We provide an abstract Model class. The class is designed to be used in conjunction with cvxpy. Using this class, we can formulate a function computing a standard minimum risk portfolio as

import cvxpy as cp

from cvx.risk import Model


def minimum_risk(w: cp.Variable, risk_model: Model, **kwargs) -> cp.Problem:
    """Constructs a minimum variance portfolio.

    Args:
        w: cp.Variable representing the portfolio weights.
        risk_model: A risk model.

    Returns:
        A convex optimization problem.
    """
    return cp.Problem(
        cp.Minimize(risk_model.estimate(w, **kwargs)),
        [cp.sum(w) == 1, w >= 0] + risk_model.constraints(w, **kwargs)
    )

The risk model is injected into the function. The function is not aware of the precise risk model used. All risk models are required to implement the estimate method.

Note that factor risk models work with weights for the assets but also with weights for the factors. To stay flexible we are applying the **kwargs pattern to the function above.

A first example

A first example is a risk model based on the sample covariance matrix. We construct the risk model as follows

import numpy as np
import cvxpy as cp

from cvx.risk.sample import SampleCovariance

riskmodel = SampleCovariance(num=2)
w = cp.Variable(2)
problem = minimum_risk(w, riskmodel)

riskmodel.update(cov=np.array([[1.0, 0.5], [0.5, 2.0]]))
problem.solve()
print(w.value)

The risk model and the actual optimization problem are decoupled. This is good practice and keeps the code clean and maintainable.

In a backtest we don't have to reconstruct the problem in every iteration. We can simply update the risk model with the new data and solve the problem again.
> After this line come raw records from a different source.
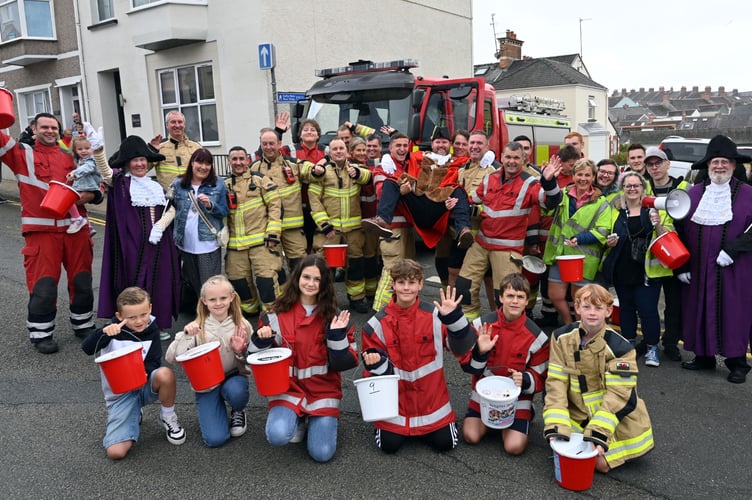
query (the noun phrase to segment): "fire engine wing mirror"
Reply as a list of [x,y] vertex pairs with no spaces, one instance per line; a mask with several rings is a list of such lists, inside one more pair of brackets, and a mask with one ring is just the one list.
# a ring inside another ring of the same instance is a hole
[[420,138],[420,113],[410,115],[410,121],[407,124],[407,137],[411,141],[417,141]]
[[423,105],[423,99],[426,97],[426,91],[423,89],[415,89],[413,90],[412,95],[410,96],[410,106],[412,106],[413,111],[420,111],[421,106]]
[[[299,116],[296,116],[298,120],[300,119]],[[300,137],[300,121],[295,120],[295,123],[292,124],[292,141],[298,142],[298,137]]]
[[303,108],[304,106],[302,102],[296,102],[295,106],[292,107],[292,116],[295,118],[302,118]]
The implementation of the risk models is flexible enough to deal with changing dimensions of the underlying weight space.

Risk models

Sample covariance

We offer a SampleCovariance class as seen above.

Factor risk models

Factor risk models use the projection of the weight vector into a lower dimensional subspace, e.g. each asset is the linear combination of $k$ factors.

$$r_i = \sum_{j=1}^k f_j \beta_{ji} + \epsilon_i$$

The factor time series are $f_1, \ldots, f_k$. The loadings are the coefficients $\beta_{ji}$. The residual returns $\epsilon_i$ are assumed to be uncorrelated with the f actors.

Any position $w$ in weight space projects to a position $y = \beta^T w$ in factor space. The variance for a position $w$ is the sum of the variance of the systematic returns explained by the factors and the variance of the idiosyncratic returns.

$$Var(r) = Var(\beta^T w) + Var(\epsilon w)$$

We assume the residual returns are uncorrelated and hence

$$Var(r) = y^T \Sigma_f y + \sum_i w_i^2 Var(\epsilon_i)$$

where $\Sigma_f$ is the covariance matrix of the factors and $Var(\epsilon_i)$ is the variance of the idiosyncratic returns.

Factor risk models are widely used in practice. Usually two scenarios are distinguished. A first route is to rely on estimates for the factor covariance matrix $\Sigma_f$, the loadings $\beta$ and the volatilities of the idiosyncratic returns $\epsilon_i$. Usually those quantities are provided by external parties, e.g. Barra or Axioma.

An alternative would be to start with the estimation of factor time series $f_1, \ldots, f_k$. Usually they are estimated via a principal component analysis (PCA) of the asset returns. It is then a simple linear regression to compute the loadings $\beta$. The volatilities of the idiosyncratic returns $\epsilon_i$ are computed as the standard deviation of the observed residuals. The factor covariance matrix $\Sigma_f$ may even be diagonal in this case as the factors are orthogonal.

We expose a method to compute the first $k$ principal components.

cvar

We currently also support the conditional value at risk (CVaR) as a risk measure.

Poetry

We assume you share already the love for Poetry. Once you have installed poetry you can perform

make install

to replicate the virtual environment we have defined in pyproject.toml and locked in poetry.lock.

Jupyter

We install JupyterLab on fly within the aforementioned virtual environment. Executing

make jupyter

will install and start the jupyter lab.